Whether the tax is imposed on the buyer or the seller doesn't make any practical difference. It's just an accounting detail. One might even say, it's just an accounting trick.
I haven't read this particular book but I imagine what he was driving at with the "bowl" example was this:
Suppose that instead of filing tax forms, etc, the government collected taxes on the spot: There is a tax collector standing beside the counter with a bowl to collect the tax money. The price not including the tax is \$10. The government charges a \$1 tax.
So, scenario 1: The government declares that the buyer must pay the tax. So when you buy the product, you hand the seller \$10, and then you drop \$1 into the tax man's bowl.
Scenario 2: The government declares that the seller must pay the tax. So the seller increases the price to \$11. When you buy the product, you hand the seller \$11. He then drops \$1 into the tax man's bowl, and keeps the remaining \$10.
Either way, the buyer has \$11 less cash, the seller has \$10 more cash, and the tax man has \$1 more cash. Whether the buyer hands the tax money directly to the tax man, or the buyer hands the money to the seller and the seller hands it to the tax man, makes very little practical difference.

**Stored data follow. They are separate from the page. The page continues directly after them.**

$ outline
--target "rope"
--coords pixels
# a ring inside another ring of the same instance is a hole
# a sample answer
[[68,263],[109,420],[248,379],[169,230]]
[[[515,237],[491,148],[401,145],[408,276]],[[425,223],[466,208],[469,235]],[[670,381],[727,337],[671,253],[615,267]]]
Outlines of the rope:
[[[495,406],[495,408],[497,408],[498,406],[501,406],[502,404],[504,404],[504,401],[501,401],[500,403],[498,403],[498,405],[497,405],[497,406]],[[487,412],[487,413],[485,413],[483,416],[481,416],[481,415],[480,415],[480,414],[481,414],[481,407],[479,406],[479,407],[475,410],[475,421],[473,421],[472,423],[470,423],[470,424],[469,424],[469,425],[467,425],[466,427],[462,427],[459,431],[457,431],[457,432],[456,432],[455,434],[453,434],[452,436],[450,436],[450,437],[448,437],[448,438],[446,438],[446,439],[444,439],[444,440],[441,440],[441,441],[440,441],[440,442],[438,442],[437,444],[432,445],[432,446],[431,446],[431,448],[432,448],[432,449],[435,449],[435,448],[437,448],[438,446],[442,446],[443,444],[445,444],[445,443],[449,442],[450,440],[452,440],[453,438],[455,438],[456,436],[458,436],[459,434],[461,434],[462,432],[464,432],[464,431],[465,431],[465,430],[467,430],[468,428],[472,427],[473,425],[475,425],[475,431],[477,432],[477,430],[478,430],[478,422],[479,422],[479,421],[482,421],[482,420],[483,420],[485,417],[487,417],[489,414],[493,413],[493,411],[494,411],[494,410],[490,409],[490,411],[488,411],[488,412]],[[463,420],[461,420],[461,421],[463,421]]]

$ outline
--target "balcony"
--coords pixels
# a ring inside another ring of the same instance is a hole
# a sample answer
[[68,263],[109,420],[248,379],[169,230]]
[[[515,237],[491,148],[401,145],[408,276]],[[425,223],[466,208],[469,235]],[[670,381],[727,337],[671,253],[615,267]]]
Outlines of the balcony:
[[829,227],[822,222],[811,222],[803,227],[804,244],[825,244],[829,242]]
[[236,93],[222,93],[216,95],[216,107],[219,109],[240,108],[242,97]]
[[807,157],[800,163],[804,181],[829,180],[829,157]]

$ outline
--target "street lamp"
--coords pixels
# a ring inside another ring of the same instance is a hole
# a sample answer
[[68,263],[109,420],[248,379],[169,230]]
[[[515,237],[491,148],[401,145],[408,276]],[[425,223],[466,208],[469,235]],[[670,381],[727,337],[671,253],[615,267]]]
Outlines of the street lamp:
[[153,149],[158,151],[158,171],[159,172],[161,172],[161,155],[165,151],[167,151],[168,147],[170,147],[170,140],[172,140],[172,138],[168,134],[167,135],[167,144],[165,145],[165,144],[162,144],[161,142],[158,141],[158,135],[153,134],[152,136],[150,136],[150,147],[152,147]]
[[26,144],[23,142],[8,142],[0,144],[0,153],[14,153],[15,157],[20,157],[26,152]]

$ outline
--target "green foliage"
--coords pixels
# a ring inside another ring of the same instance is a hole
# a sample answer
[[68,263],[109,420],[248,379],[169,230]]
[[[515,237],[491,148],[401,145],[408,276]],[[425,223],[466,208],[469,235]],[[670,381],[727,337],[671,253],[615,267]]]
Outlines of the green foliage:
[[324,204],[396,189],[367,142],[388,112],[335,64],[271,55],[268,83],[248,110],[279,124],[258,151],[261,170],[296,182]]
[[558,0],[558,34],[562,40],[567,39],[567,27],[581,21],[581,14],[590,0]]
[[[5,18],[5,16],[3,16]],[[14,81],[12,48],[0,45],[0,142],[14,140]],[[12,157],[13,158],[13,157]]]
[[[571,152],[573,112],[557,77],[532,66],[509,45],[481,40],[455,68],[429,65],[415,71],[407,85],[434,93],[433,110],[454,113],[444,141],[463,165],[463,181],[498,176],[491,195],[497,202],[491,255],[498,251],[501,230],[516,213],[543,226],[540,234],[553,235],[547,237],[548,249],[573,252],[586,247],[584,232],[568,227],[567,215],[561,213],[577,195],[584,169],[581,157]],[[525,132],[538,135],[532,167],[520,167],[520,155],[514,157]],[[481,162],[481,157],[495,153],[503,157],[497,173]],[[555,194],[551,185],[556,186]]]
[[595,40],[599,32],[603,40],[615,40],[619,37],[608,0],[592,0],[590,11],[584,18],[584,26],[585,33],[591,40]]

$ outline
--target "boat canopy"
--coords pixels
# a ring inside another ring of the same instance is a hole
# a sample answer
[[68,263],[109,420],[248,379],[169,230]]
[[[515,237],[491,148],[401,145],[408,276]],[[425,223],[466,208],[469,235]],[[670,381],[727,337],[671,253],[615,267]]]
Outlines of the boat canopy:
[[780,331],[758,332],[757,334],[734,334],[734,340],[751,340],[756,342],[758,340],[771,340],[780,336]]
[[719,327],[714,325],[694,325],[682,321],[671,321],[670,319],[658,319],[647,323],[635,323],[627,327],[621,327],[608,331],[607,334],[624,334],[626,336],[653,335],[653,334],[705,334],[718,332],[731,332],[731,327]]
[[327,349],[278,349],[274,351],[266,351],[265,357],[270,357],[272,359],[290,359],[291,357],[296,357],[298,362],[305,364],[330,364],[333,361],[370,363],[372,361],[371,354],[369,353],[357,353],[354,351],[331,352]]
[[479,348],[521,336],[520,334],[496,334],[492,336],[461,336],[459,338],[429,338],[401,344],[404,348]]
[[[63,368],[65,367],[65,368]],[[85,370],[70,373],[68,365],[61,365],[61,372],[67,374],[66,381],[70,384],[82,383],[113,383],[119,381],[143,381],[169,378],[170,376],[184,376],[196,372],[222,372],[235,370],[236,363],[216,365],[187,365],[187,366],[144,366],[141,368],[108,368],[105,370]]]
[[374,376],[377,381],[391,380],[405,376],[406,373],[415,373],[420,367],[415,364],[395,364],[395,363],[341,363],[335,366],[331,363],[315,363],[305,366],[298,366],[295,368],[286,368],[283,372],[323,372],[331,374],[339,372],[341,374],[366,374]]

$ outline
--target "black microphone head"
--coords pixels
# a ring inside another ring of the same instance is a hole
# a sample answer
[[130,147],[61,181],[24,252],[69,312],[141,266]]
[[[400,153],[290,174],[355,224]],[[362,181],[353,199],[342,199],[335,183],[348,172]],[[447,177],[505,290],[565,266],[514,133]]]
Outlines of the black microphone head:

We could discuss what portion of the tax is really born by the seller and what portion by the buyer. If today the tax is zero and tomorrow the government begins imposing a \$1 tax, it doesn't necessarily follow that the seller can continue to collect \$10 and the buyer will pay \$11. Increasing the cost to the buyer to \$11 would mean that fewer units are sold -- some number of people will not buy or will not buy as many for \$11. So the seller may conclude that to maintain sales sufficient to maximize his profits, he must drop the price to, say, \$9.60, so with tax the total price is now \$10.60, and the seller is paying 40 cents of the tax while the buyer is paying 60 cents. Or he may have to drop the price further, or not drop it as much. But whatever the optimum price ends up being, whether the government nominally collects the \$1 from the buyer or from the seller has nothing to do with how the tax is really being split between buyer and seller.
There is the technicality that there may be costs involved in record-keeping or other mechanics of the tax. Like if the seller is required to collect the tax and turn if over to the government, then the seller has additional book-keeping costs. If the buyer is expected to keep records and pay the tax, then the buyer has book-keeping costs. But this isn't the main point.